What is the function, level of decussation, and location of the following tracts within the spinal cord:
- Corticospinal tract?
- Spinothalamic tract?
- Dorsal column?
- Corticospinal tract. Motor innervation. One lateral and one ventral (anterior). Decussate at level of spinal cord entry.
- Spinothalamic tract. Pain + temperature sensation. Ventral. Decussate 1-2 levels above level of exit from the spinal cord.
- Dorsal colum. Proprioception and vibration. Dorsal. Decussate at level of spinal cord entry.
What is Parkinson’s disease?
- A chronic progressive neurological disorder.
- Caused by loss of dopaminergic neruons in the substantia nigra.
What is the clinical presentation of Parkinson’s disease?
- Resting tremor (“pill-rolling tremor”).
- Bradykinesia.
- Postural instability.
- Reduced facial expression.
What is the treatment for Parkinson’s disease?
- L-DOPA/Levodopa (dopamine precursor).
What is trigeminal neuralgia?
- Facial pain distributed to one or more regions of the face supplied by the facial nerve (CN VII).
What is the treatment for trigeminal neuralgia?
- Carbamazepine (an anti-convulsant).
What is a tension headache?
- Common, every-day headache.
- Bilateral, like a band around the head.

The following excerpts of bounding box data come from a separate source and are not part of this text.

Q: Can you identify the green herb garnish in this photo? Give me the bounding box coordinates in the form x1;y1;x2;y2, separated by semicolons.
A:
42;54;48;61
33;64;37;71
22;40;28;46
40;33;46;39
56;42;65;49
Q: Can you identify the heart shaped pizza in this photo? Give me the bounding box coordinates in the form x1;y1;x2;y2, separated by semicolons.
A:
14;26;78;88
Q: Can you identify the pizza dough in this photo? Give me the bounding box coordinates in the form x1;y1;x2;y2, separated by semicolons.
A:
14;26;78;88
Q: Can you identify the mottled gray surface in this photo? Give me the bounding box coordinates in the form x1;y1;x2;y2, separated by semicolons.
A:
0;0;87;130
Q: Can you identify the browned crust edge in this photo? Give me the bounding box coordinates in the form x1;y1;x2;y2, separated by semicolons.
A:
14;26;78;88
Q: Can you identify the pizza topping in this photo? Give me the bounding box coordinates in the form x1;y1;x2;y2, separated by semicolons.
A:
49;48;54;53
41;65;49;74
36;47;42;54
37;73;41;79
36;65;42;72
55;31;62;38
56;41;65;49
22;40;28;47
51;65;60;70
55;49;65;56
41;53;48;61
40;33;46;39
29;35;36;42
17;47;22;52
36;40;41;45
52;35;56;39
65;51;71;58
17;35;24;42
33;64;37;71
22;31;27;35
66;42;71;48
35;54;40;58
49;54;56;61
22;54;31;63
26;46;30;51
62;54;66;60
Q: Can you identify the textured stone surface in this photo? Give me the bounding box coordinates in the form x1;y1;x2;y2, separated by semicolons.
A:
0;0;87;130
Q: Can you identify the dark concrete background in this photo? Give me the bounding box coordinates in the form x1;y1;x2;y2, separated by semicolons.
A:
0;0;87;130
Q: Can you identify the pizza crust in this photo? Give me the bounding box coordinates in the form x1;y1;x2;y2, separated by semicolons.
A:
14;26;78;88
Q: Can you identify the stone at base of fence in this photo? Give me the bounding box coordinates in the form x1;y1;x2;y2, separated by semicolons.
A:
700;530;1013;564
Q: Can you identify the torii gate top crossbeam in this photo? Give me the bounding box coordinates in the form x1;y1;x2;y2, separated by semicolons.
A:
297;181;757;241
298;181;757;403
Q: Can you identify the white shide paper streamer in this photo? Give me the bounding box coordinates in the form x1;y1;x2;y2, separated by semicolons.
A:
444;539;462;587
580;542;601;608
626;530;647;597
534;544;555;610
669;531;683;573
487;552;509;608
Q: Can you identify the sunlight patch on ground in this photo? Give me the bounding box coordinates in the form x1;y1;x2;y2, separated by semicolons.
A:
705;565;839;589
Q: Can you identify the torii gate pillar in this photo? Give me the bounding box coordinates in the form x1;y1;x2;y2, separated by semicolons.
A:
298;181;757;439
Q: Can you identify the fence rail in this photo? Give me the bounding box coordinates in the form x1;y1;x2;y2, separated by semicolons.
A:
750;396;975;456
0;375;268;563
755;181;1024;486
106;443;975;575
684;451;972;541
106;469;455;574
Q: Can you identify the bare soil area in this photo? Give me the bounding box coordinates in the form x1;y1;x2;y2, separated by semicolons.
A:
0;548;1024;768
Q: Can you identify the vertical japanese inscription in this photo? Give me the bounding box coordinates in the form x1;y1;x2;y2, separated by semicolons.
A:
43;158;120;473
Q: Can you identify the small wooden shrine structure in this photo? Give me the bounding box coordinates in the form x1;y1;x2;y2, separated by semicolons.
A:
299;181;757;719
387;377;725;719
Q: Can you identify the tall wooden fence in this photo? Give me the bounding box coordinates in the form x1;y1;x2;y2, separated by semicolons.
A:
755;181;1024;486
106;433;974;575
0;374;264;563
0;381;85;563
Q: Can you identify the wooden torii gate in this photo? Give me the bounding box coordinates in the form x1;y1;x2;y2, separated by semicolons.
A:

What is the treatment for tension headache?
- Ibuprofen/paracetamol.
- If chronic (more than 7 headache days a month) consider use of amitriptyline.
How does a cluster headache present?
- Attack of severe pain localised to unilaterally to the orbital/temporal area.
- Occur in cluster periods.
What is the treatment for cluster headache?
Acute attack - Ibuprofen/paracetamol.
Ongoing management - verapamil (ACEI).
What the presentation of migraine?
- Chronic episodic headaches
- Often assocaited with nausea/vomiting.
- If with affects on vision, the migraine is WITH AURA.
What is the treatment for migrane?
- Topiramate (anti-convulsant) for long-term prevention.
What are the symptoms of giant cell arteritis?
- Scalp tenderness.
- Amaurosis Fugax (“curtian down over eye”)
- Headache
How is giant cell arteritis diagnosed?
First line: Ultrasonography of the temporal artery.
GS: Temporal artery biopsy. Will show signs of inflammation.
What is the treatment for GCA?
Immediate administration of high dose prednisolone.
What is the histological presentation of GCA on temporal artery biopsy?
- Granulomatous inflammation.
What is trigeminal neuralgia?
How does it present?
Facial pain in one or more divisions of the facial nerve.
Presents with sharp stabbing intense pain.
What is the treatment for trigeminal neuralgia?
- Carbamazepine (anti-convulsant - sodium channel blocker).
What is Sjogren’s syndrome?
What coonditions is it associated with?
- An autoimmune disorder of the salivary glands.
- Characterised by dry eyes and a dry mouth.
Associated with SLE, RA, systemic sclerosis etc. (other autoimmune disorders).